Pencil and a grocery sack
Today, the cartoonist lives in Alabama, where he is the editorial cartoonist for The Mobile Press-Register. That's a long way from the family farm in Irvine, Ky., where his father, a Baptist minister, and mother still live.
"I was drawing before I could talk," Crowe said. "My mom figured out early on if she just tore open an old brown grocery sack and laid it flat on the floor and kept my pencil sharp, I'd be a good kid."
"I had picture stories in my mind. I would draw all day. I would fill up both sides of a grocery sack, and I guess that was as good a baby sitter as they could have gotten."
While pursuing an art degree at EKU, Crowe inked political cartoons for The Eastern Progress, the campus newspaper.
"I never dreamed that one day I could make funny pictures of the president and get paid for it," Crowe said.
Bachelor's in hand, he set out to find work as a commercial artist.
"I'd go down to the advertising or design places and show them my real serious work, and before I know it they are thumbing through my sketchbook and laughing. They said, 'You ought to be doing more of these cartoons.'"
Crowe found work first at the Fort Worth Star-Telegram and later at the San Diego Tribune.
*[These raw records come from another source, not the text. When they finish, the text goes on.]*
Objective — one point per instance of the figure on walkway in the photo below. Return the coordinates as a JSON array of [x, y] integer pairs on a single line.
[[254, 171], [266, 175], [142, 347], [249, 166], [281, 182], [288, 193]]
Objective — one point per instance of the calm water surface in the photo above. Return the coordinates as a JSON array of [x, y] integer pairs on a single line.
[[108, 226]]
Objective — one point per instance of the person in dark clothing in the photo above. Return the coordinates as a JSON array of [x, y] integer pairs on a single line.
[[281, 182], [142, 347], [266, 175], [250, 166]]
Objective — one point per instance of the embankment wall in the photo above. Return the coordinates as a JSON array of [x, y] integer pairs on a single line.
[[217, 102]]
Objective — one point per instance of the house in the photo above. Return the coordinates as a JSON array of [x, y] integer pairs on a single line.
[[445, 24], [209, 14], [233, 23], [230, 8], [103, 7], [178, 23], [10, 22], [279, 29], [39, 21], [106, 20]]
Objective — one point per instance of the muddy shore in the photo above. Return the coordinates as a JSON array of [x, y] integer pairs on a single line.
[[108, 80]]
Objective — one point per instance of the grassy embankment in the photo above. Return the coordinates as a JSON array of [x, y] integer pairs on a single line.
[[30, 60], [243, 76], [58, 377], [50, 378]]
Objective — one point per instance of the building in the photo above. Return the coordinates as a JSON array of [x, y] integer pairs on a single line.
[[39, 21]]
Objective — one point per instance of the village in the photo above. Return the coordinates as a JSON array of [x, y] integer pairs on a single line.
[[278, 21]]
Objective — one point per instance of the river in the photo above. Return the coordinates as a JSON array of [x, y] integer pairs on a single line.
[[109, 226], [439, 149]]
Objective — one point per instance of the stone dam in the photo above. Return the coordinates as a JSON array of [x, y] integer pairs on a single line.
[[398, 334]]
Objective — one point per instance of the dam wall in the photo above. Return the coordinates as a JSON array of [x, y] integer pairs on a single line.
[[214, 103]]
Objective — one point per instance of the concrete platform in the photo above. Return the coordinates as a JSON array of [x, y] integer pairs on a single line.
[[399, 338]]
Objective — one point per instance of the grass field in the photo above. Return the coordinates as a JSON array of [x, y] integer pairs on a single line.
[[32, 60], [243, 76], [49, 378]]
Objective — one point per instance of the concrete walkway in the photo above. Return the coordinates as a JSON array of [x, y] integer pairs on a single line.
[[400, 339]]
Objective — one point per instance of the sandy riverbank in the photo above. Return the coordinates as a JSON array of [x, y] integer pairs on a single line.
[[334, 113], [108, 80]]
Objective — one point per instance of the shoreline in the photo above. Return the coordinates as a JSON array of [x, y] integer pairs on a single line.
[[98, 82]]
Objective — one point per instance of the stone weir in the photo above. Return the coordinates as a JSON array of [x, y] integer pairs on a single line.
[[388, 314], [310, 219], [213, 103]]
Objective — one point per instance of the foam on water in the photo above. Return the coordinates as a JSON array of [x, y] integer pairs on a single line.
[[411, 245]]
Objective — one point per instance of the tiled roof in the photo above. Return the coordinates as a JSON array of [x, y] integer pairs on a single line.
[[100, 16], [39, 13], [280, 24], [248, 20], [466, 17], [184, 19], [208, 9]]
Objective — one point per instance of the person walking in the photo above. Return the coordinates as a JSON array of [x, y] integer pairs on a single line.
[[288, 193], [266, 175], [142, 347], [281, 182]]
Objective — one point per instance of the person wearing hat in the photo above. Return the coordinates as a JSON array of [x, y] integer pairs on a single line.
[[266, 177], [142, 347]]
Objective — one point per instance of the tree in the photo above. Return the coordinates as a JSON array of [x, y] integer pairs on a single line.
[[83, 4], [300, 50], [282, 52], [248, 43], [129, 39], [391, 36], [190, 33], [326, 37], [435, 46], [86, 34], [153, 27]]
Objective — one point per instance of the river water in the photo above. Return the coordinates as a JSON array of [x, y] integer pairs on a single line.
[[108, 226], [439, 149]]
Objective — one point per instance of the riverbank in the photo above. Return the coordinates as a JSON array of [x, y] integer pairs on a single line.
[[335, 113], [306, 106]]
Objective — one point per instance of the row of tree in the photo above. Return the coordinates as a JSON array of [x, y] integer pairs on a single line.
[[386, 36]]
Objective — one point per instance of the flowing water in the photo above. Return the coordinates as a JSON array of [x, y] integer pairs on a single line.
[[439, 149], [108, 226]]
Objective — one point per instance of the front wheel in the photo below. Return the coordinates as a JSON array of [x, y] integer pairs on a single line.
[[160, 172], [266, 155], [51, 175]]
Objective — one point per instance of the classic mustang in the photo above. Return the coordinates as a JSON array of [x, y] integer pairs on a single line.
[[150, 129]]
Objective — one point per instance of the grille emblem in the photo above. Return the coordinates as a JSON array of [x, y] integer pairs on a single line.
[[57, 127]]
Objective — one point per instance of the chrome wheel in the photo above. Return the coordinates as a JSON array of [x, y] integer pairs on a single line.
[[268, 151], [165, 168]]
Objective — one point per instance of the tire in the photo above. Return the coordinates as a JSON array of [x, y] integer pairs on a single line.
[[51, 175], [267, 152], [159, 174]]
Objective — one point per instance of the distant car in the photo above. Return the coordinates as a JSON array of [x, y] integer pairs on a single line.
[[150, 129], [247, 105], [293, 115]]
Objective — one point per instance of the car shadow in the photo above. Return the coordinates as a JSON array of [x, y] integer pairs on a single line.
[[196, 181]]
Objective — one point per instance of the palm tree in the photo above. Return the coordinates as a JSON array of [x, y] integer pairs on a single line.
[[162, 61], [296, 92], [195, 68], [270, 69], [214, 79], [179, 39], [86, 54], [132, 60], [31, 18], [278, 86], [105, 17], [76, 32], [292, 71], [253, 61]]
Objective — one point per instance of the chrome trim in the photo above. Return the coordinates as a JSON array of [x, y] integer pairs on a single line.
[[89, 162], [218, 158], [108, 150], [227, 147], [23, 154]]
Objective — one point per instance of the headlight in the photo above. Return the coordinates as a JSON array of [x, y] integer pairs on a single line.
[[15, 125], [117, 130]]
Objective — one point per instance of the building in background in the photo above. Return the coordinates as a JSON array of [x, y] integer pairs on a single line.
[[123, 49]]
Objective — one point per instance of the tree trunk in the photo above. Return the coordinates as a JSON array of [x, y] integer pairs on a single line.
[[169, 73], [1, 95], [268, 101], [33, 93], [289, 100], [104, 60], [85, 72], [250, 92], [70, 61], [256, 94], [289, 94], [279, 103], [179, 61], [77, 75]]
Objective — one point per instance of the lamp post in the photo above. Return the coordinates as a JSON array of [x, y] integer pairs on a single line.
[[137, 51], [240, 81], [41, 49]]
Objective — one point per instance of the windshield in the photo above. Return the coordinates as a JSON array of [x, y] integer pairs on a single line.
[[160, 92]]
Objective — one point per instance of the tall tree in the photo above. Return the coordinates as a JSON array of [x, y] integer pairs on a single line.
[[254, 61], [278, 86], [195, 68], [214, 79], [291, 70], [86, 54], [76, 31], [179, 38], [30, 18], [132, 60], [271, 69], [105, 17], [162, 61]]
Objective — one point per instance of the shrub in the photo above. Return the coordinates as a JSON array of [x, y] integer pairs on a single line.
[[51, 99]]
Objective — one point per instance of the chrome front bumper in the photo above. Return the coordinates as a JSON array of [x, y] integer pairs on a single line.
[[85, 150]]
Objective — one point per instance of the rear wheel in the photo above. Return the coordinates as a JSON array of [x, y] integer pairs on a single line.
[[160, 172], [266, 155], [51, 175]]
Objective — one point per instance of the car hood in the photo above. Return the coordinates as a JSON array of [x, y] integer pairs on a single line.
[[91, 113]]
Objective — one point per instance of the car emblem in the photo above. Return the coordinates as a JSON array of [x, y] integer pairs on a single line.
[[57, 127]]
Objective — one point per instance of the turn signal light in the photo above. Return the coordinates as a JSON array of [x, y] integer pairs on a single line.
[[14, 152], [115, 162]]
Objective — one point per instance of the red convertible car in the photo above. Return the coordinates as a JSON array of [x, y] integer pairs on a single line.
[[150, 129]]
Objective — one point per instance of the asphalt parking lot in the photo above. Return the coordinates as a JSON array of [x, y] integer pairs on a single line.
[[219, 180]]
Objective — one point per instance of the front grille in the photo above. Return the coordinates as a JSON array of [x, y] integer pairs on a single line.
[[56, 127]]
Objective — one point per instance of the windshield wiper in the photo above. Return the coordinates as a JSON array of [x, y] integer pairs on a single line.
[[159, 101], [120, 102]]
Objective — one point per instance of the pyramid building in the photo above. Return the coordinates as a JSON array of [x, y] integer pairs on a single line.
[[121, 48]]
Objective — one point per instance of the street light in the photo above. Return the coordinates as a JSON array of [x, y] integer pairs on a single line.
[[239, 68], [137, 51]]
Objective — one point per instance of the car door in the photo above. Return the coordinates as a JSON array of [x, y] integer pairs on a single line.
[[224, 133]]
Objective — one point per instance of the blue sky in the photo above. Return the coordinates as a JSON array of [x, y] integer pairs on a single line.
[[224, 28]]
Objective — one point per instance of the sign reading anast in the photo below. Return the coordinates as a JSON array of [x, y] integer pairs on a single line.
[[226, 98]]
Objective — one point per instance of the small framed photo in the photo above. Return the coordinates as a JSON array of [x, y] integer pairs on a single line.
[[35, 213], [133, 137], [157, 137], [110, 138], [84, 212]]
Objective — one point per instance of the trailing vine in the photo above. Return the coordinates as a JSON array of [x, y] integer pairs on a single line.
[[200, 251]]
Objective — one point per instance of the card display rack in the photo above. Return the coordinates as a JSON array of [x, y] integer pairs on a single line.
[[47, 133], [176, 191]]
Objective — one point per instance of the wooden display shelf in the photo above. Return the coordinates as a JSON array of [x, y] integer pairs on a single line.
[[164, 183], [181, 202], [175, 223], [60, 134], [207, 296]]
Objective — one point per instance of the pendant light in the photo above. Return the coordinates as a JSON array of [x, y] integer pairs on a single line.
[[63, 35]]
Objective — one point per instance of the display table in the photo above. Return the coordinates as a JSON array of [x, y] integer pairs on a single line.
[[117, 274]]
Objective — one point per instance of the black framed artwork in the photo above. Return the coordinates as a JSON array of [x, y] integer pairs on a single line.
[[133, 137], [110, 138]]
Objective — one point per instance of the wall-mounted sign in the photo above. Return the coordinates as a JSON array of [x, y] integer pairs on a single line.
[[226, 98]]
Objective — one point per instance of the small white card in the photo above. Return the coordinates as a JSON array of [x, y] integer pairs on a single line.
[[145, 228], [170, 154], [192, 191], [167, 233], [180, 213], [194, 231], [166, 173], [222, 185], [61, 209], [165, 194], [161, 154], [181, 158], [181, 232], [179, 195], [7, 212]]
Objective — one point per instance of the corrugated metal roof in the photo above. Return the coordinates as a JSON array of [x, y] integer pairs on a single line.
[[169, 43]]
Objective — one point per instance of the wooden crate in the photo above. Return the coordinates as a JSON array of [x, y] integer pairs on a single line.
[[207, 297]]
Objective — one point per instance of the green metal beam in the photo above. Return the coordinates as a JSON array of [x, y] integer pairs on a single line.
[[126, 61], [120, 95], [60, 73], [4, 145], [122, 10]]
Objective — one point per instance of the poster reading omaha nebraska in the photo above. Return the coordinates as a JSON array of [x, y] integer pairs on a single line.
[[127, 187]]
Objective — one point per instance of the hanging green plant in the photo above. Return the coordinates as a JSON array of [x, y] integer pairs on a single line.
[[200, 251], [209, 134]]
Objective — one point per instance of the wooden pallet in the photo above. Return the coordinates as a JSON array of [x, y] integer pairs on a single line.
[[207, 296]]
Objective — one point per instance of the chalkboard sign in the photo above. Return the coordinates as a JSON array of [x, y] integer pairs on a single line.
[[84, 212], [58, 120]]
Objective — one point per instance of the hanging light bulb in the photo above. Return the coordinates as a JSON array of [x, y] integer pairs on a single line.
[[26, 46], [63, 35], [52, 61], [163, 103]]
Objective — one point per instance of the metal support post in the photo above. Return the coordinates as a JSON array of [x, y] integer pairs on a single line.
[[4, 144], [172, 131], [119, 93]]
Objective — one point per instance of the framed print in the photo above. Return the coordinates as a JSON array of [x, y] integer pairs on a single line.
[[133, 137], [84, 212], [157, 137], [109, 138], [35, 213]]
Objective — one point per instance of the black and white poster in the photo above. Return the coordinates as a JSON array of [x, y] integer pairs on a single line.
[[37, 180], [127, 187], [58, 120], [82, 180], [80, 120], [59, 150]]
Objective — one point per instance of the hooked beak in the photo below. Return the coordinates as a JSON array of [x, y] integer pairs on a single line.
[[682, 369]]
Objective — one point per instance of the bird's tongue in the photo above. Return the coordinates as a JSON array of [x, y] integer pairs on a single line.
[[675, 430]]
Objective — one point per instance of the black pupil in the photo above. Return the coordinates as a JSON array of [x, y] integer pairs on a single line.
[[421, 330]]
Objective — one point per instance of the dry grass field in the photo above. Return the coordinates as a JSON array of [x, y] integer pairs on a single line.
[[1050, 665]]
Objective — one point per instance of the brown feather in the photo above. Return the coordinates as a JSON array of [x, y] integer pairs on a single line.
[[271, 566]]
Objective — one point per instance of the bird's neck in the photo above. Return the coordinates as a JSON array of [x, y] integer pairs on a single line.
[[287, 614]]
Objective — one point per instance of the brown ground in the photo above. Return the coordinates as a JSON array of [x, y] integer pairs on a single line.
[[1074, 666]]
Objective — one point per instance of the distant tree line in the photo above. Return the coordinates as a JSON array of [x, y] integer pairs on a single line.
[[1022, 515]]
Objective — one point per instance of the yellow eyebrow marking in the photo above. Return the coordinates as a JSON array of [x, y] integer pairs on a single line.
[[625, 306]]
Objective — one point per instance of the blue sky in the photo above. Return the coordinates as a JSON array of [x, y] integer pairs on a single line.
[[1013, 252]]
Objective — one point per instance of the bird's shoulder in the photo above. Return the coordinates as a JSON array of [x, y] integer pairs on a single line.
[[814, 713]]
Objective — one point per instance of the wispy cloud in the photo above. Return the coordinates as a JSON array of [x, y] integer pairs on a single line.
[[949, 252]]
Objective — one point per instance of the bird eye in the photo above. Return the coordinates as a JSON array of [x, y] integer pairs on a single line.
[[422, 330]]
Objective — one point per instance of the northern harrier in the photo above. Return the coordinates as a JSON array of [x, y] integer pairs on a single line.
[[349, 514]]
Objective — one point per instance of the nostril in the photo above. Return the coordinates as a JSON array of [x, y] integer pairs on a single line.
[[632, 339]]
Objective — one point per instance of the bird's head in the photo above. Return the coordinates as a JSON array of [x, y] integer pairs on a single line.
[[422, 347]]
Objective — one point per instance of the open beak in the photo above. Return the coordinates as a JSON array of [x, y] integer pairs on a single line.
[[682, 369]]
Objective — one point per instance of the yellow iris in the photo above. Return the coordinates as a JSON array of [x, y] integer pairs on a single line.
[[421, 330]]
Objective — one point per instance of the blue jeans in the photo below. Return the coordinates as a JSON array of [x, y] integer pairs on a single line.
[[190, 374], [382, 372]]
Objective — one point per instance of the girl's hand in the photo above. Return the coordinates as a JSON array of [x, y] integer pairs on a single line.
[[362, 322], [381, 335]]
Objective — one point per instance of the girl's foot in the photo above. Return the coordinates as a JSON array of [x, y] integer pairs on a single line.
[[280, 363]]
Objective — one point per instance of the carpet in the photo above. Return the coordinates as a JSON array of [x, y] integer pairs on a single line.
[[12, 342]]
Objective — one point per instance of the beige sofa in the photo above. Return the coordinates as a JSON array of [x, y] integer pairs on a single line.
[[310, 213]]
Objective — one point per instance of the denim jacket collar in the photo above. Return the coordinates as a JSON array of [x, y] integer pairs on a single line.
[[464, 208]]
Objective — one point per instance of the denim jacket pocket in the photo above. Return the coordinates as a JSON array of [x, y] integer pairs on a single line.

"Nobody out there in California has an accent," Crowe said. "It's kind of homogenized. I'd draw cartoons and use vernacular words like reckon. The editor told me that no one there would know what I was talking about. I said, "Well, shucks, I don't know if this is going to work out or not.'"
Sweet home Alabama
Crowe said he feels at home on the Gulf Coast of Alabama, where he and his Kentucky mannerisms have been dug in since 2000. There's been no shortage of material for his cartoons, especially in the last five years, which have seen Hurricane Katrina and the gulf oil spill.
"I try to draw what will have the most impact to my local readers." Crowe said. "I do a lot of local and state cartoons. A lot of times, the national issue is the local issue. I try to invite readers in and not necessarily bang them over the head with what I'm thinking, but sometimes I do that, too."
Lexington Herald-Leader cartoonist Joel Pett is a friend.
"J. D. is a heck of a cartoonist," Pett said. "You never wonder where he stands. In a fair world, ... I would be washing out his brushes."
Last year, Crowe got a surprise call from the Baseball Hall of Fame in Cooperstown, N.Y. They requested an archival-quality print of one of his cartoons, Obama 44, for their museum. The cartoon, published after the presidential election, compares President Obama's slide into history with Jackie Robinson, the first player to break the color barrier in the major leagues.
Crowe meets Crowe
Earlier this year, while Crowe was home in Kentucky for his mother's 80th birthday, a mutual friend arranged the first face-to-face meeting of the two J.D. Crowes at the musician's home in Nicholasville. They spent a lot of time trading mistaken-identity stories.
"I've had quite a few people come up and say 'I didn't know you were an artist,'" the musician said. "I've had people mail me cartoons that they've clipped from newspapers. People want to know how I've got time to draw and play the banjo, too."